I think that the whole bar ops thing is reflective of the kind of norms that operate within the groups that are supposed to prop up the justice system in our country. There’s this whole focus on academic identification. Thus, even universities and colleges from Mindanao and other far-flung areas send delegations to the bar ops and try to assert their own places along Taft Avenue. Sometimes, this whole business of academic identification reaches bizarre levels such as in a recent case when a judge scolded a lawyer in court and declared him incompetent simply because the lawyer did not come from the same school where the judge finished law studies.

There’s also this whole emphasis on ego and pride. I know that the bar exams is one of the most difficult examinations there is, but I doubt if they can claim to be any more difficult than the other board examinations. But going by the kind of ego boosting that happens during the bar exams, and the kind of attention that is given to it by media and everyone else, it would appear as if the future of this country hinged solely on the law profession.

***

The rains lasted only for an hour or so last Monday night but that was all it took for the streets of Metro Manila to become flooded. I knew the rains didn’t last that long because I was out with my kids having dinner and the downpour started just as we were sitting down to eat. By the time we were done, the rains have stopped. Traffic along major routes, however, was already hopelessly gridlocked and total anarchy and chaos reigned. We got stuck on the road for three hours. We were luckier, I was told. A friend didn’t get home until almost 4:00 a.m. yesterday.

The first question that begs an answer is: Why is it that our streets get flooded immediately these days? In the past, it would take a whole day’s worth of heavy rains before streets became impassable. And even during a heavy deluge, some streets would still remain passable. Not anymore today. Like I said, the rains last Monday night lasted only for an hour or so but the flood in some areas reached more than two feet high.

Some people have been quick to blame Mother Nature. There’s this general belief that typhoons today have become stronger and more destructive on account of global warming and that this applies to other forces of nature, including heavy downpour. I am willing to give people the benefit of the doubt and concede that the amount of rain that’s been falling from the heavens have increased tremendously over the last few months. Okay.

There’s not much we can do about forces of nature.
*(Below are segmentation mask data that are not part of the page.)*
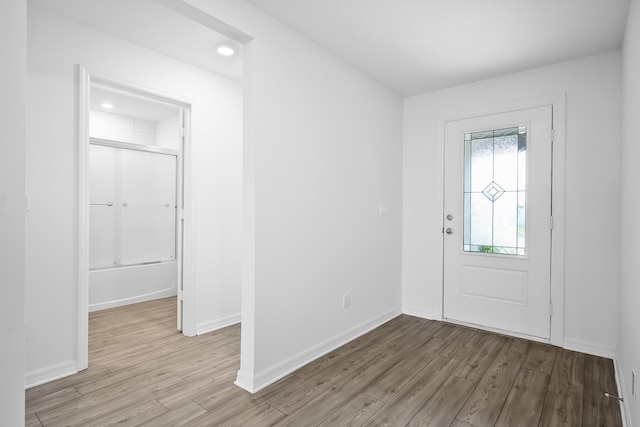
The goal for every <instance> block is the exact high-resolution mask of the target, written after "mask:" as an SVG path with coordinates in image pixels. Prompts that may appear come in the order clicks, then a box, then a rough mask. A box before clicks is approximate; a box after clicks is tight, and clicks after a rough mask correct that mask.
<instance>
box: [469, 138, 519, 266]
mask: <svg viewBox="0 0 640 427" xmlns="http://www.w3.org/2000/svg"><path fill="white" fill-rule="evenodd" d="M526 178H527V127H526V126H518V127H512V128H507V129H497V130H489V131H483V132H474V133H467V134H465V136H464V220H463V222H464V226H463V228H464V239H463V245H464V251H465V252H485V253H494V254H508V255H526V244H525V243H526V242H525V237H526Z"/></svg>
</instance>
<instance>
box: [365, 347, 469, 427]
mask: <svg viewBox="0 0 640 427" xmlns="http://www.w3.org/2000/svg"><path fill="white" fill-rule="evenodd" d="M425 362H426V361H425ZM459 363H460V362H459V361H457V360H455V359H447V358H444V357H442V356H436V357H435V358H433V359H432V360H430V361H428V363H427V365H426V366H425V367H424V369H422V370H421V371H420V372H418V373H417V374H416V375H415V376H414V377H413V378H412V379H411V381H409V382H408V383H407V385H406V386H405V387H404V388H403V389H402V390H401V391H400V392H399V393H398V394H396V395H395V396H394V397H393V398H392V399H391V400H389V402H387V403H386V404H385V405H384V406H383V407H382V408H380V410H379V411H378V412H376V413H375V414H374V415H373V416H372V417H371V418H370V419H369V421H367V422H366V423H365V424H364V425H365V426H366V427H373V426H376V427H382V426H384V427H396V426H399V425H400V426H403V425H406V424H407V423H409V421H411V419H412V418H413V417H414V416H415V414H416V413H417V412H418V411H419V410H420V409H421V408H422V406H423V405H424V403H425V402H426V401H427V400H429V398H431V396H432V395H433V394H434V393H435V392H436V391H437V390H438V388H439V387H440V386H441V385H442V384H443V383H444V382H445V381H446V380H447V378H448V377H449V376H450V375H451V374H452V373H453V371H454V370H455V368H456V367H457V366H458V364H459Z"/></svg>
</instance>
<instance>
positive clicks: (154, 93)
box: [75, 65, 196, 371]
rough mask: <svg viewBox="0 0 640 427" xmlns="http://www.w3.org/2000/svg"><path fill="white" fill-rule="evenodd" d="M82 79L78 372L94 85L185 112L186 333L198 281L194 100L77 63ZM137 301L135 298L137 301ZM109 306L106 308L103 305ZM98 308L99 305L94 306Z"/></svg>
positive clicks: (185, 301)
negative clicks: (173, 107)
mask: <svg viewBox="0 0 640 427" xmlns="http://www.w3.org/2000/svg"><path fill="white" fill-rule="evenodd" d="M76 69H77V79H78V111H77V114H78V116H77V117H78V123H77V129H78V135H77V141H76V144H77V149H78V175H77V187H76V191H77V200H78V206H77V212H78V228H77V230H78V240H77V242H78V253H77V256H78V269H77V273H76V274H77V282H78V302H77V304H78V305H77V317H76V318H77V337H76V339H77V347H76V354H77V356H76V357H77V363H76V364H75V366H76V371H81V370H83V369H86V368H87V367H88V366H89V350H88V349H89V193H88V190H89V189H88V183H87V181H88V174H89V142H90V132H89V106H90V105H89V104H90V88H91V85H92V84H95V85H99V86H104V87H107V88H110V89H115V90H119V91H124V92H127V93H131V94H135V95H138V96H142V97H145V98H150V99H154V100H156V101H159V102H163V103H165V104H170V105H173V106H175V107H176V108H177V109H180V110H182V111H184V123H183V126H184V128H185V130H184V132H185V134H184V139H183V147H182V156H183V169H182V171H183V174H184V177H183V182H182V186H183V188H182V191H183V193H182V196H183V197H182V198H183V200H184V204H185V206H184V233H183V236H182V239H183V246H184V250H183V252H182V257H181V261H182V262H183V267H182V268H183V270H182V286H183V312H182V314H183V325H182V330H183V334H184V335H186V336H194V335H196V332H195V331H196V322H195V319H196V313H195V310H196V300H195V299H196V295H195V284H194V283H193V280H194V278H193V271H192V270H193V260H192V257H193V252H194V251H193V248H192V246H193V241H192V240H193V235H194V231H193V230H194V223H193V214H192V212H191V210H192V206H193V200H192V198H193V195H192V190H191V185H193V178H192V177H191V175H190V174H191V173H192V170H191V152H190V146H191V144H190V124H191V123H190V114H191V104H192V103H191V102H190V101H189V100H186V99H180V98H179V97H176V96H175V95H173V94H168V93H163V92H162V91H160V90H157V89H155V88H150V87H145V86H143V85H141V84H139V83H135V82H127V81H122V80H120V79H117V78H112V77H107V76H102V75H99V74H94V73H92V72H90V71H89V70H87V69H86V68H84V67H82V66H81V65H77V66H76ZM134 302H135V301H134ZM101 308H106V307H101ZM93 309H94V310H95V309H96V308H95V307H94V308H93Z"/></svg>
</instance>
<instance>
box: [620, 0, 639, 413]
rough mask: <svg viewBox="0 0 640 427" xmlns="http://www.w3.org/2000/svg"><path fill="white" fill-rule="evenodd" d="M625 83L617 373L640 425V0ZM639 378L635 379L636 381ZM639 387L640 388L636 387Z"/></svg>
mask: <svg viewBox="0 0 640 427" xmlns="http://www.w3.org/2000/svg"><path fill="white" fill-rule="evenodd" d="M622 54H623V61H622V63H623V68H622V89H623V110H622V111H623V116H622V187H621V193H622V204H621V207H622V208H621V220H620V227H621V231H622V233H621V234H622V249H621V251H620V253H621V267H622V269H621V271H622V274H621V276H622V277H621V280H620V300H619V301H620V303H619V304H620V310H619V312H618V313H619V315H618V316H619V317H618V320H619V321H618V324H619V331H618V362H619V363H618V374H619V376H620V380H621V381H620V382H621V384H622V385H623V386H624V395H625V397H626V399H625V402H626V406H627V407H628V409H629V410H628V413H629V415H630V417H631V420H632V422H633V424H634V425H640V400H639V399H638V398H636V399H634V398H632V396H631V370H632V369H635V370H636V373H638V374H640V335H639V334H638V325H640V310H639V309H638V307H640V287H639V286H638V284H639V283H640V270H638V259H640V247H639V246H638V240H639V239H640V223H638V218H640V188H639V187H638V183H639V182H640V169H639V168H638V158H640V144H638V121H639V120H640V80H639V79H638V76H639V75H640V3H639V2H638V1H637V0H634V1H632V2H631V8H630V10H629V17H628V21H627V30H626V34H625V39H624V47H623V52H622ZM639 385H640V384H636V390H639V389H638V388H637V387H638V386H639ZM637 392H638V391H636V393H637Z"/></svg>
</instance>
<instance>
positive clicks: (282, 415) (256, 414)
mask: <svg viewBox="0 0 640 427" xmlns="http://www.w3.org/2000/svg"><path fill="white" fill-rule="evenodd" d="M284 417H286V414H284V413H282V412H280V411H278V410H277V409H276V408H274V407H273V406H271V405H269V404H266V403H265V404H264V405H262V406H260V407H258V409H256V410H255V411H252V412H249V413H248V414H246V415H244V416H241V417H240V418H237V419H236V420H235V421H233V422H231V423H229V424H225V427H246V426H272V425H275V424H276V423H277V422H278V421H280V420H281V419H283V418H284Z"/></svg>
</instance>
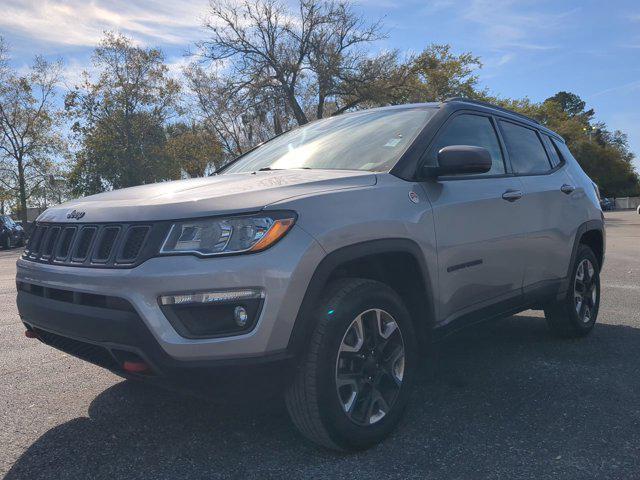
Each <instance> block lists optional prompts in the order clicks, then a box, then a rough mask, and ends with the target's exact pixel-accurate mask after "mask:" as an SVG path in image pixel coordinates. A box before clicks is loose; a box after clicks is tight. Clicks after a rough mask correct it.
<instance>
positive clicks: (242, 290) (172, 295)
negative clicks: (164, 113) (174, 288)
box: [160, 288, 264, 305]
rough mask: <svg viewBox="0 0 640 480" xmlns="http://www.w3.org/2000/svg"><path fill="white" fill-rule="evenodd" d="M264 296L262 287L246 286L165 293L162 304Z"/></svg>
mask: <svg viewBox="0 0 640 480" xmlns="http://www.w3.org/2000/svg"><path fill="white" fill-rule="evenodd" d="M260 298H264V292H263V291H262V290H260V289H255V288H245V289H239V290H217V291H212V292H194V293H183V294H179V295H163V296H161V297H160V304H161V305H188V304H194V303H224V302H231V301H234V300H235V301H237V300H249V299H260Z"/></svg>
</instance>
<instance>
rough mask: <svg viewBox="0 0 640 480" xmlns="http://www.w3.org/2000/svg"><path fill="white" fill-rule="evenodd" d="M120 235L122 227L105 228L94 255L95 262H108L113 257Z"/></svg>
mask: <svg viewBox="0 0 640 480" xmlns="http://www.w3.org/2000/svg"><path fill="white" fill-rule="evenodd" d="M118 233H120V227H105V228H103V229H102V232H101V233H100V238H99V239H98V243H97V245H96V249H95V251H94V253H93V258H92V260H93V261H94V262H106V261H108V260H109V257H110V256H111V252H112V251H113V247H114V245H115V243H116V239H117V238H118Z"/></svg>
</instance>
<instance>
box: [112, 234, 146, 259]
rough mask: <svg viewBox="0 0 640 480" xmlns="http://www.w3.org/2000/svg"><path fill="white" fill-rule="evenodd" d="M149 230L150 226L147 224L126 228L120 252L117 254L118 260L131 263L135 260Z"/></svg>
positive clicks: (140, 248)
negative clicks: (122, 244) (145, 224)
mask: <svg viewBox="0 0 640 480" xmlns="http://www.w3.org/2000/svg"><path fill="white" fill-rule="evenodd" d="M149 230H150V228H149V227H148V226H135V227H131V228H129V230H127V233H126V237H125V241H124V244H123V246H122V252H121V253H120V255H119V256H118V261H119V262H122V263H132V262H134V261H135V260H136V258H137V257H138V255H139V254H140V251H141V250H142V246H143V245H144V243H145V240H146V238H147V234H148V233H149Z"/></svg>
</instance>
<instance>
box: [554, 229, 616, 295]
mask: <svg viewBox="0 0 640 480" xmlns="http://www.w3.org/2000/svg"><path fill="white" fill-rule="evenodd" d="M581 244H585V245H587V246H589V247H590V248H591V249H592V250H593V252H594V254H595V255H596V259H597V260H598V263H599V265H598V266H599V268H600V269H602V265H603V263H604V254H605V249H606V236H605V228H604V220H589V221H587V222H584V223H583V224H582V225H580V226H579V227H578V229H577V231H576V235H575V237H574V240H573V249H572V251H571V261H570V262H569V266H568V268H567V275H566V277H565V279H564V281H563V283H562V288H560V293H559V297H561V296H562V295H563V294H564V293H566V292H567V289H568V288H569V282H570V281H571V273H572V272H571V269H572V268H573V265H574V263H575V261H576V255H577V254H578V247H579V246H580V245H581Z"/></svg>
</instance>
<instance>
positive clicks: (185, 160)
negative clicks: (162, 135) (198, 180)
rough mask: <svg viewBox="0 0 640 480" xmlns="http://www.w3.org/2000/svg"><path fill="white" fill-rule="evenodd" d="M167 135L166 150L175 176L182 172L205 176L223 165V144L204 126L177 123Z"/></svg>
mask: <svg viewBox="0 0 640 480" xmlns="http://www.w3.org/2000/svg"><path fill="white" fill-rule="evenodd" d="M167 135H168V140H167V143H166V149H165V150H166V153H167V156H168V157H169V160H170V166H171V167H172V168H173V173H174V176H175V177H180V175H181V173H182V172H184V173H186V174H187V175H188V176H190V177H204V176H205V175H206V174H208V173H210V172H211V171H215V170H217V169H218V168H220V167H221V166H222V164H223V154H222V146H221V145H220V142H219V141H218V140H217V139H216V136H215V135H213V134H212V133H210V132H209V131H207V130H206V129H204V128H203V127H202V126H200V125H196V124H192V125H187V124H185V123H177V124H174V125H170V126H169V127H168V128H167Z"/></svg>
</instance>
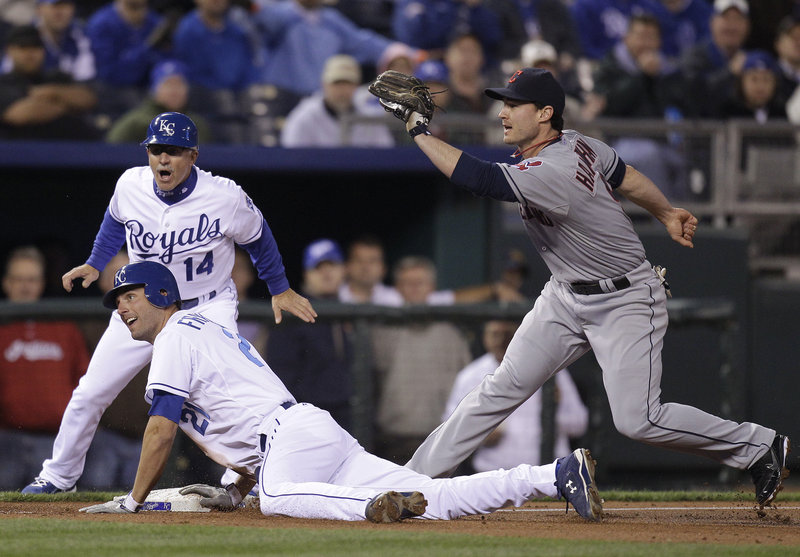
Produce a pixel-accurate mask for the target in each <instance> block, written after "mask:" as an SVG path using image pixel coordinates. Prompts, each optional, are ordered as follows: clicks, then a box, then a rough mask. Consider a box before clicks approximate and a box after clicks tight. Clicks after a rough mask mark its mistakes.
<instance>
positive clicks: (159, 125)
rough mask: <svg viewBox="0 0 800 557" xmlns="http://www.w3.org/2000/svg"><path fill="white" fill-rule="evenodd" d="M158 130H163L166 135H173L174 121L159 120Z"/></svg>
mask: <svg viewBox="0 0 800 557" xmlns="http://www.w3.org/2000/svg"><path fill="white" fill-rule="evenodd" d="M158 131H160V132H164V133H165V134H167V135H175V122H165V121H164V120H161V121H160V122H159V123H158Z"/></svg>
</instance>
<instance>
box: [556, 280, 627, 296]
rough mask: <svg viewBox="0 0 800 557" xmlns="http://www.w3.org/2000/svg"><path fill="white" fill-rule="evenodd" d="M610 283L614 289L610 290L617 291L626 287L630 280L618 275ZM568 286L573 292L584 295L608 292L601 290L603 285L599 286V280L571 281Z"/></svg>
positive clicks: (599, 282)
mask: <svg viewBox="0 0 800 557" xmlns="http://www.w3.org/2000/svg"><path fill="white" fill-rule="evenodd" d="M611 284H612V285H614V289H613V290H611V292H618V291H620V290H625V289H626V288H628V287H629V286H630V285H631V281H629V280H628V277H619V278H615V279H613V280H612V281H611ZM569 288H570V290H572V291H573V292H575V294H583V295H584V296H590V295H592V294H603V293H608V290H603V287H602V286H600V281H599V280H598V281H594V282H573V283H570V285H569ZM609 290H610V289H609Z"/></svg>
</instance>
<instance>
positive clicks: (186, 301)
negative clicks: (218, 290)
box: [181, 290, 217, 309]
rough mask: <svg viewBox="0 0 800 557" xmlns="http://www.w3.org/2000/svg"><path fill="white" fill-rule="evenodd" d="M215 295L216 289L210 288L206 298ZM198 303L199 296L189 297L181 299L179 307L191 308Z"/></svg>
mask: <svg viewBox="0 0 800 557" xmlns="http://www.w3.org/2000/svg"><path fill="white" fill-rule="evenodd" d="M216 295H217V291H216V290H212V291H211V292H209V293H208V299H209V300H213V299H214V296H216ZM199 303H200V298H189V299H188V300H181V309H192V308H193V307H195V306H197V304H199Z"/></svg>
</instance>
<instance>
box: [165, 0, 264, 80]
mask: <svg viewBox="0 0 800 557" xmlns="http://www.w3.org/2000/svg"><path fill="white" fill-rule="evenodd" d="M195 3H196V4H197V9H196V10H194V11H193V12H191V13H189V14H188V15H186V16H184V17H183V19H181V20H180V22H179V23H178V27H177V28H176V29H175V35H174V37H173V49H174V55H175V57H176V58H177V59H179V60H181V61H182V62H183V63H184V64H186V65H187V66H188V67H189V81H190V82H191V83H192V84H194V85H200V86H202V87H206V88H208V89H231V90H234V91H239V90H241V89H244V88H245V87H247V86H248V85H249V84H250V83H251V82H252V81H253V78H254V71H255V70H254V67H253V59H254V57H253V51H252V44H251V42H250V39H249V38H248V36H247V34H246V32H245V30H244V29H242V28H241V27H239V25H238V24H237V23H236V22H235V21H234V20H233V19H232V18H231V16H230V13H229V9H230V1H229V0H195Z"/></svg>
But I refuse to fall into this victim trap. I refuse to subscribe to what our leaders seem to want us to believe in, which is that we should simply accept the flooding, the traffic, and the bedlam that inevitably happens in our streets during these times as givens that we can’t do anything about.

Oh please. The reason why our streets get flooded easily is because flood control projects have not been pursued more aggressively, our drainage systems are hopelessly inadequate, canals are heavily clogged with garbage that are not efficiently collected, etc, etc. In general, it is really because our leaders lack the foresight and the political will necessary to solve the problem.

The traffic gridlock that invariably follows a heavy downpour is caused mainly by two things: Lack of discipline on the road and inefficient traffic management systems. I will not anymore go into the embarrassing details. We are all familiar with how we Filipinos seem to forget basic courtesies—even basic manners—when in tight situations such as when stuck in the middle of horrendous traffic. These are exactly the times when traffic enforcers should be visible.

Unfortunately, Metro Manila Development Authority Chairman Bayani Fernando cannot seem to be bothered by these things today. It seems his mind is too preoccupied with his premature campaign for the presidency. Instead of addressing the problems of Metro Manila residents, Fernando has been very busy posting campaign stickers on buses and jeepneys and fending off criticism. If the scuttlebutt is to be believed, most of the resources of the MMDA, including equipment and personnel, are now fanned across the country to campaign for Fernando.